First, we include the standard C++ <fstream> library to be able to open a csv file. Then, we pick a value logger, which logs the iteration counts, wall-clock times and the loss values generated by the algorithm, and we provide the logger to the solve method of our algorithm as the second argument. Last, for post-processing purposes, we open a csv file, named logger.csv, and write each log line by line. Note that the value logger, by default, outputs the iteration count, wall-clock time (in milliseconds) and the loss value in the given order, delimited by a comma.

We append the following lines to CMakeLists.txt

add_executable(logger logger.cpp)
target_link_libraries(logger polo::polo)

and build the project. Running the executable should give the same output as before:

Optimum: 229.222
Optimizer: [0.0110083,0.162899,0.0832372,0.627515,0.968077,0.328978,0.257715,1.69923,0.556535,0.157199,-0.143509,0.328954,-0.358702,0.179352,].

However, this time, our executable has created an artifact, named logger.csv. We can check, for instance, the last 5 lines of the file:

# assuming that we are already in $HOME/examples/build
tail -n 5 logger.csv
96,5.61734,229.408
97,5.66521,229.37
98,5.70951,229.332
99,5.75266,229.295
100,5.79627,229.258

Moreover, we can use a plotting script such as that given in Listing 4 to plot the loss values with respect to iteration counts and wall-clock times.

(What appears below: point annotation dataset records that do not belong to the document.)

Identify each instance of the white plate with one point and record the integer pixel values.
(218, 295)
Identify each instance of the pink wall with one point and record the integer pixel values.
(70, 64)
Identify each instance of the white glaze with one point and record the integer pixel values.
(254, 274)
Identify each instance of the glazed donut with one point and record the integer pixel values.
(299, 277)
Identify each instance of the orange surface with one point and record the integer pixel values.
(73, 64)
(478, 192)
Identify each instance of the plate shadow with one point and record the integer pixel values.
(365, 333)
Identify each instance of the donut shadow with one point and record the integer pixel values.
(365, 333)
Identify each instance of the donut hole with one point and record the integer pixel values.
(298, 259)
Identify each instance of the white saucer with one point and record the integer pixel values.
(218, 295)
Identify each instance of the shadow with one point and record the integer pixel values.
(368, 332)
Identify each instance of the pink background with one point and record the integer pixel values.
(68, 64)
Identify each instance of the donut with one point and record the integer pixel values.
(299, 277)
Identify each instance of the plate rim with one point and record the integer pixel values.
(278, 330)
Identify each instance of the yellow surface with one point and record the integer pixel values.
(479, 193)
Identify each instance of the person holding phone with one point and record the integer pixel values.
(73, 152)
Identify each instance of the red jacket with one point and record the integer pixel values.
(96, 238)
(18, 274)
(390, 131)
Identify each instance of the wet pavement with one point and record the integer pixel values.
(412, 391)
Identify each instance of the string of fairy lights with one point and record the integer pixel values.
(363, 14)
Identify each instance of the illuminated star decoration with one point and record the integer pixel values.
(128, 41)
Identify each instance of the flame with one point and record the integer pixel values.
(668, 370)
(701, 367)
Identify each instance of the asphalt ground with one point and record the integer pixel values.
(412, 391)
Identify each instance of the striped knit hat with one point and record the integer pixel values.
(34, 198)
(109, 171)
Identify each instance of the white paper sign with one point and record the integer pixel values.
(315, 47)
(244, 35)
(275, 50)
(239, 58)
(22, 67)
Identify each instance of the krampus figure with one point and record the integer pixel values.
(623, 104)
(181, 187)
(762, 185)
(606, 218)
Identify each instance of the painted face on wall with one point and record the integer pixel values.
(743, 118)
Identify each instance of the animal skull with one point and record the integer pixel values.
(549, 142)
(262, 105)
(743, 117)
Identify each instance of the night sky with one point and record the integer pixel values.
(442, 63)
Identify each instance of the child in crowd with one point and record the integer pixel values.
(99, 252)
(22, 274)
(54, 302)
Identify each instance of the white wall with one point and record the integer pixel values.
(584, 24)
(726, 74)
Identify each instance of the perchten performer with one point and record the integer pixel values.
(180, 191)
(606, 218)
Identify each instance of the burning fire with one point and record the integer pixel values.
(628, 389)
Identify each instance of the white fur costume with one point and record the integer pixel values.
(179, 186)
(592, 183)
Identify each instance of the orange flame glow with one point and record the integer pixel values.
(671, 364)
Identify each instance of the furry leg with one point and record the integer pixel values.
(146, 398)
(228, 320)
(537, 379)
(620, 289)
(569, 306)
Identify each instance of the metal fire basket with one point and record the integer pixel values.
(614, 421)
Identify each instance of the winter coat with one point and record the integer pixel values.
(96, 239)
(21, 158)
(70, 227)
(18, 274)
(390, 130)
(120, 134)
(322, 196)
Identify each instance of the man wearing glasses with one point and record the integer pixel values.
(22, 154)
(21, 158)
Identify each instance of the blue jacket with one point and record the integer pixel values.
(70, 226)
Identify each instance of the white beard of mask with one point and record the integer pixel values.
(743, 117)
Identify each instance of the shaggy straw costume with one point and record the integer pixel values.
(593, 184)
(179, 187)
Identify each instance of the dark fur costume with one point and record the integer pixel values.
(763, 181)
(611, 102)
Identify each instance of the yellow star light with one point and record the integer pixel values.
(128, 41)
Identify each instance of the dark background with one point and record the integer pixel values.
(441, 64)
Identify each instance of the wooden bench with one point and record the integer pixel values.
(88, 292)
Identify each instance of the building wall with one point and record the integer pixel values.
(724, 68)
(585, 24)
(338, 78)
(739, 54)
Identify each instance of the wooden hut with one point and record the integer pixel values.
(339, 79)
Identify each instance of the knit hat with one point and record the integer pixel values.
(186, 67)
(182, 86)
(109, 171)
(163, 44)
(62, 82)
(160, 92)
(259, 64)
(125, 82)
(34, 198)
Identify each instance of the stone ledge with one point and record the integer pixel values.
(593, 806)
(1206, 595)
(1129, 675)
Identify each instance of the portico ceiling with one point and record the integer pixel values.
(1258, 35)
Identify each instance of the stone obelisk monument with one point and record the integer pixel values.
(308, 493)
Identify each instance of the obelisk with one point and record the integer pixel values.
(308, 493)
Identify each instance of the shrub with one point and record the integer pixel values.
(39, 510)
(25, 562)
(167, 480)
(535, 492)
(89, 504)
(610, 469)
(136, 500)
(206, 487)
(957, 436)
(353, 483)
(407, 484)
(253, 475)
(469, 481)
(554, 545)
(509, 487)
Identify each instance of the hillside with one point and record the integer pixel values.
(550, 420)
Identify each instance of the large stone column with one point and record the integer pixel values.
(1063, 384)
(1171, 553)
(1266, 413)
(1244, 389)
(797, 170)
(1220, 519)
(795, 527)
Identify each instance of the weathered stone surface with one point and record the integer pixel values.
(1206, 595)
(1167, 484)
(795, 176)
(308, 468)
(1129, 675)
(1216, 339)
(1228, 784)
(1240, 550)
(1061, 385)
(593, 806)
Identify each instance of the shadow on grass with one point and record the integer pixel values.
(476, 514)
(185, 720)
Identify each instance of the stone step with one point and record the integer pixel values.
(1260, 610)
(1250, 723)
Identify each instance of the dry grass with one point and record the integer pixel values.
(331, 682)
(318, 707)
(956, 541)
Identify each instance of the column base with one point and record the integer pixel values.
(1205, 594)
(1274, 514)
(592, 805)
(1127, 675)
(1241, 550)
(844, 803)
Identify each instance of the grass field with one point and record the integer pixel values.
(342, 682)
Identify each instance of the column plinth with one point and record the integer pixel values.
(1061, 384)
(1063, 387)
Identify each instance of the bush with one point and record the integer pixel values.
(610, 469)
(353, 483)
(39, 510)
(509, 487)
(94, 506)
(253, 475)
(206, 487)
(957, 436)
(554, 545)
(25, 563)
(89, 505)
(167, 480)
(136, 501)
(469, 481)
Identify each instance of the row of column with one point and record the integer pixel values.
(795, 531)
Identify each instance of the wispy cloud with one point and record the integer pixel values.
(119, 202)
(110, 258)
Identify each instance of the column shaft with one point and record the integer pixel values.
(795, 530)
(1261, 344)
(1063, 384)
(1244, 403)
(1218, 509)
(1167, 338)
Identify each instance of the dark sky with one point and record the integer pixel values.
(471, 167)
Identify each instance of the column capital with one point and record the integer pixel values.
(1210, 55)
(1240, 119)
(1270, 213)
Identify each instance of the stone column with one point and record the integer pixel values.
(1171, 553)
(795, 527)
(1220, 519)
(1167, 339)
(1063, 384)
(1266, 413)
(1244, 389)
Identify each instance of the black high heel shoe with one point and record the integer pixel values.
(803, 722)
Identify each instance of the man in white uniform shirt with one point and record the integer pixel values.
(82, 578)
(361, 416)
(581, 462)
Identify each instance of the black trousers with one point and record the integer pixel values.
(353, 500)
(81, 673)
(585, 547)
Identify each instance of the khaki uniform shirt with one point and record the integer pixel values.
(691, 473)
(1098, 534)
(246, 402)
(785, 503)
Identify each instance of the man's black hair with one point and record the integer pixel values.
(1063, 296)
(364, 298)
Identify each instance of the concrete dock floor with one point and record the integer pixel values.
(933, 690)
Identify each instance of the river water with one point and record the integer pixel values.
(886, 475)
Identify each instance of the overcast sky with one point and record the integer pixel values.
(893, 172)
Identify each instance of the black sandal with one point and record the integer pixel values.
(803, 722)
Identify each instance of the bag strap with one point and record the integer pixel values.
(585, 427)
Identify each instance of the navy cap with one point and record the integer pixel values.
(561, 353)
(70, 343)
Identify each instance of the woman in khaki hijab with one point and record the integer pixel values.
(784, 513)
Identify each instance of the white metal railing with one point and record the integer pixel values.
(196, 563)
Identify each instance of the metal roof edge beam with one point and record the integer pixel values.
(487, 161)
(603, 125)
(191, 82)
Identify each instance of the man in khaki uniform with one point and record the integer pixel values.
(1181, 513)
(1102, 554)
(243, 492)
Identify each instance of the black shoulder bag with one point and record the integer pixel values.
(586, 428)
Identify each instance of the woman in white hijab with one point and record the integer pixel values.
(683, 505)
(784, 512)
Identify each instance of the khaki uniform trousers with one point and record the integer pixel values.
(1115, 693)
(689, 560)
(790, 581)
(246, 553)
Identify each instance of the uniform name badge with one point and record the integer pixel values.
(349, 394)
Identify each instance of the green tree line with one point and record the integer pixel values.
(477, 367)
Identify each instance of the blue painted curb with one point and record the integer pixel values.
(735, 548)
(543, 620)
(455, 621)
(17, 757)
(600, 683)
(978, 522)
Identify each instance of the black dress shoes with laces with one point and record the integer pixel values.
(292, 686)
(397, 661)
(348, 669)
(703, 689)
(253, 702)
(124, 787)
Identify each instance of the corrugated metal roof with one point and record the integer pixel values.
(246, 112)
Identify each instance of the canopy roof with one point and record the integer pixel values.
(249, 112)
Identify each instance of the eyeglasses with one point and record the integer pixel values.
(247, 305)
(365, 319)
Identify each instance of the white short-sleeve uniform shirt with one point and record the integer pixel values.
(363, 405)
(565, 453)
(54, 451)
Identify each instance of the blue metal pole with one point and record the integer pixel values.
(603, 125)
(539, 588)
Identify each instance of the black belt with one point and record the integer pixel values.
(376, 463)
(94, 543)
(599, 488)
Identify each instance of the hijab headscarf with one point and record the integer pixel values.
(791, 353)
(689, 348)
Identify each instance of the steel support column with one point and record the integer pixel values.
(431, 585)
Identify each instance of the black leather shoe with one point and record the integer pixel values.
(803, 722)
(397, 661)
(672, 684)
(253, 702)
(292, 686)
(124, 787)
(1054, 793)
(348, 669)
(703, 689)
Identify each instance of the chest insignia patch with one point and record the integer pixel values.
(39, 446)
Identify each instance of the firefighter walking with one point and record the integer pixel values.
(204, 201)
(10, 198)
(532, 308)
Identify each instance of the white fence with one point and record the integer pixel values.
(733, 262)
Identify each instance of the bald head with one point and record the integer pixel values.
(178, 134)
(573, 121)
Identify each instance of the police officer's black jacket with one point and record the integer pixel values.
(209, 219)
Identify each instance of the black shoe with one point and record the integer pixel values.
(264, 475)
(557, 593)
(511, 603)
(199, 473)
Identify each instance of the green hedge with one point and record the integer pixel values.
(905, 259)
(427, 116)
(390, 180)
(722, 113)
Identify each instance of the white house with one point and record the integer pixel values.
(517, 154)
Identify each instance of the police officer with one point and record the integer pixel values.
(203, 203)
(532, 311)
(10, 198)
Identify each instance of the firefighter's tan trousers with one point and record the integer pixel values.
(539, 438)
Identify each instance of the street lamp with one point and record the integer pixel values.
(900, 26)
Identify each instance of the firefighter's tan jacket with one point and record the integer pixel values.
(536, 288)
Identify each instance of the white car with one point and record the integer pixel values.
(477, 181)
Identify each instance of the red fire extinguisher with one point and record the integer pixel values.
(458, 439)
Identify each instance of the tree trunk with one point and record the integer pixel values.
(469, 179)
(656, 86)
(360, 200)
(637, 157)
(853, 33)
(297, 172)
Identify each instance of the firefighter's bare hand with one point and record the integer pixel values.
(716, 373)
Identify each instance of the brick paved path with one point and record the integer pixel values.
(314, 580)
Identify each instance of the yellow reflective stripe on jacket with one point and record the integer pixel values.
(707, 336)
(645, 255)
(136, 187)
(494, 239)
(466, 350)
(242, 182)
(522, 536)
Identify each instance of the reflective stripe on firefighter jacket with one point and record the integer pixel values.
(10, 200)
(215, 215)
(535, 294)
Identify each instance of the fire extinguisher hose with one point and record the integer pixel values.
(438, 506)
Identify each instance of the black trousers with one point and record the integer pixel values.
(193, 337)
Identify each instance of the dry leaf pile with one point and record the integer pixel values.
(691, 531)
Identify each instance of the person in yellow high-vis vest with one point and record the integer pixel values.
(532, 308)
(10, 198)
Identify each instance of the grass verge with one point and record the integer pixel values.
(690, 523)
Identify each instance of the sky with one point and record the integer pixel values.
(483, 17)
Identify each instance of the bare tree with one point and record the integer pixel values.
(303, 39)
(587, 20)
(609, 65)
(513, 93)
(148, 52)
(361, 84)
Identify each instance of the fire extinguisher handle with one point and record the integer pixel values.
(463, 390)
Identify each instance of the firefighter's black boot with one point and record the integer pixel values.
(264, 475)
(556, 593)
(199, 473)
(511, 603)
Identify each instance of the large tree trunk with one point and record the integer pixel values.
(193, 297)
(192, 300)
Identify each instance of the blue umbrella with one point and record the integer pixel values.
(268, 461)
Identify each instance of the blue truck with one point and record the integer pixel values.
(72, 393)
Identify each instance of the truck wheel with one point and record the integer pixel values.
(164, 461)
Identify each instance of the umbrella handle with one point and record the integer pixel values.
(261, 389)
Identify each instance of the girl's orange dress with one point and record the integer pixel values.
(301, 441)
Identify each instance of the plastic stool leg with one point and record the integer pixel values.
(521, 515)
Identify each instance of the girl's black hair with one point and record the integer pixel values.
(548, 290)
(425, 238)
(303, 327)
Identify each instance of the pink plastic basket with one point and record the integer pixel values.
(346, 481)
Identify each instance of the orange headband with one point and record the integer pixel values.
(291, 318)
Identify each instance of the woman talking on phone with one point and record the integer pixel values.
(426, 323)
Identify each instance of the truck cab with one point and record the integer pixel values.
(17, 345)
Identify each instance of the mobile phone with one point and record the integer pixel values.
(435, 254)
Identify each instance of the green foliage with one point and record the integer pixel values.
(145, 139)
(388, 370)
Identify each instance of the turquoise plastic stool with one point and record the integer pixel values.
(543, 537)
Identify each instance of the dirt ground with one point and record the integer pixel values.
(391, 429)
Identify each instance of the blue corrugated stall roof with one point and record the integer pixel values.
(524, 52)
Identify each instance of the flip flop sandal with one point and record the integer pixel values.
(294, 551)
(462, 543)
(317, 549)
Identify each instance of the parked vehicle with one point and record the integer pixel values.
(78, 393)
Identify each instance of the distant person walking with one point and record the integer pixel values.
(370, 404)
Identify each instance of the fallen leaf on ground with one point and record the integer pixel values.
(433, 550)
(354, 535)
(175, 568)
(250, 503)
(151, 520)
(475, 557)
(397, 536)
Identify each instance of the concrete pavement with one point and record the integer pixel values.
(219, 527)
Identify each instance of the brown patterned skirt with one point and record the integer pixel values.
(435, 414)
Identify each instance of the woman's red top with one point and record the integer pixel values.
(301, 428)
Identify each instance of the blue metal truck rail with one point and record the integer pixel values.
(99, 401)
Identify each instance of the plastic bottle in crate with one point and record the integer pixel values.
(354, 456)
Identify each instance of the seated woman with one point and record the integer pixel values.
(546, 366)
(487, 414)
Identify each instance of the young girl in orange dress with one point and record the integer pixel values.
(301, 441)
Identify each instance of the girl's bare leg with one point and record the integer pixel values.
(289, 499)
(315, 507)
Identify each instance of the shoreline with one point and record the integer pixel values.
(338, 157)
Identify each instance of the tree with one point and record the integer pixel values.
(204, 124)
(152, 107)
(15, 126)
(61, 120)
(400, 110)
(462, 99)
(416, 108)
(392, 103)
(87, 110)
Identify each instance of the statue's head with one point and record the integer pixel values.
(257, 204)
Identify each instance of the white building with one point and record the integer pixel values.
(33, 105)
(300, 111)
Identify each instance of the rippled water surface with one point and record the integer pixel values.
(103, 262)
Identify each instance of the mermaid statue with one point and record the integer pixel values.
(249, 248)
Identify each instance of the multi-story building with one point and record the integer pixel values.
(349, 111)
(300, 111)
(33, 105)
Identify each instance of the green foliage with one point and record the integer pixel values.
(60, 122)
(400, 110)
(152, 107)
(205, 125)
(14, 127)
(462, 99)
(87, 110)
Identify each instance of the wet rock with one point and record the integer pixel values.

Listing 4 getting-started/logger.py
import csv  # for reading a csv file
from matplotlib import pyplot as plt  # for plotting

k = []
t = []
f = []

with open("logger.csv") as csvfile:
    csvReader = csv.reader(csvfile, delimiter=",")
    next(csvReader)  # skip the header
    for row in csvReader:
        k.append(int(row[0]))
        t.append(float(row[1]))
        f.append(float(row[2]))

h, w = plt.figaspect(0.5)
fig, axes = plt.subplots(1, 2, sharey=True, figsize=(h, w))

# f vs k
axes[0].plot(k, f)
axes[0].set_xlabel(r"$k$")
axes[0].set_ylabel(r"$f(\cdot)$")
axes[0].grid()

# f vs t
axes[1].plot(t, f)
axes[1].set_xlabel(r"$t$ [ms]")
axes[1].grid()

plt.tight_layout()
plt.savefig("logger.svg")
plt.savefig("logger.pdf")

The resulting figure should look similar to Fig. 1. There, we observe the loss values plotted against the iteration counts (left) and the wall-clock times (right).

../_images/logger.svg

Fig. 1 Loss values generated by the algorithm in Listing 3.

Note

For this example, we have used matplotlib as the plotting library in Python. The library can be installed easily, if there exists pip on the system, by issuing pip install --user --upgrade matplotlib.